Work

  • We had an incident to do with emails not being sent out this week, and in the process of fixing that we noticed that email subscriptions weren’t being validated00For example, you could sign up to email alerts for the Ministry of Magic, despite no such organisation existing (I promise).

    , so there were a bunch of junk subscription filters. These were mostly created by bots (we think), so they hadn’t actually signed up - just hit the page which created the filter in the database. So I paired with an apprentice developer to write a rake task to clear out filters with no subscribers.

  • We ran a short A/B test for Elasticsearch 6, and it looked slightly worse than Elasticsearch 5 in terms of how many times people refined their search and which position result they clicked. So we switched it off, and then I switched it back on again on Friday with a lower proportion of traffic going to ES6. We’re going to leave it for a week this time and see what it looks like.

  • The search synonym for “Brexit” and “EU Exit” is going to be removed. Regular content is being updated to use “Brexit” (because that’s what everyone says), so “EU Exit” will only remain in places like official titles of publications and legislation. Those feel like distinct enough use-cases that the synonym will be dropped. Unfortunately changing synonyms requires reindexing all the content, which prevents updates from getting into search while that runs. So actually deploying the change has been delayed until next week, as there’s been a lot of publishing activity over the past week (for some reason).

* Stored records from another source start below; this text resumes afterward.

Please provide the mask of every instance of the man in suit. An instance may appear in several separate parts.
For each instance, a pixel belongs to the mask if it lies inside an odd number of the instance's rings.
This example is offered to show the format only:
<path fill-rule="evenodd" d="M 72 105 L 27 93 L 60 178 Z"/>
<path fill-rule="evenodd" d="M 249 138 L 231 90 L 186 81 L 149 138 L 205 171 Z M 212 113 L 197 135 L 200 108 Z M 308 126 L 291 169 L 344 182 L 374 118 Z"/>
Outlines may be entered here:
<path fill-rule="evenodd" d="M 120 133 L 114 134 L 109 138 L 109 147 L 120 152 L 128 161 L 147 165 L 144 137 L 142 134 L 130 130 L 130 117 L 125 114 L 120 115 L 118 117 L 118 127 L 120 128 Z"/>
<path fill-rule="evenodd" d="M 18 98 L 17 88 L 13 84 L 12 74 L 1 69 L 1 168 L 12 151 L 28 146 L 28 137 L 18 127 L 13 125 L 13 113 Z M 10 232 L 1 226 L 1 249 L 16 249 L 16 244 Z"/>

  • I started thinking about how to load production data into govuk-docker, like we can with the development VM (which govuk-docker is supposed to be obsoleting). I’ve now got a script which works for Elasticsearch, but it requires some changes to govuk-docker I’ll need to put up for review.

    Developing this lead to me discovering an interesting problem where copying 15GB from the host (OSX) to the container would reliably hang after 6.4GB if I used docker cp. But when I instead mounted the host directory into the container as a volume, and used cp inside the container, it worked flawlessly. docker cp is definitely doing something weird.

Miscellaneous

  • I’ve been thinking of switching away from gmail to some other email provider, and ProtonMail seems a good candidate. I’ll probably write up a memo about how it went afterwards.

  • I’ve decided to start making offline copies of blog posts and other online content I like, due to my older bookmarks having a tendency to 404. My current approach is to copy all the text out of the page and add formatting back with Markdown. I’m also storing a small amount of metadata for each page: title, original URL, original publication date, modification date (if given), and archive date. I’m manually adding the Markdown in at the moment, which works well enough for very wordy articles without much formatting or linking, but wouldn’t really work for content where that’s not the case. I’ll need to think about how to handle that.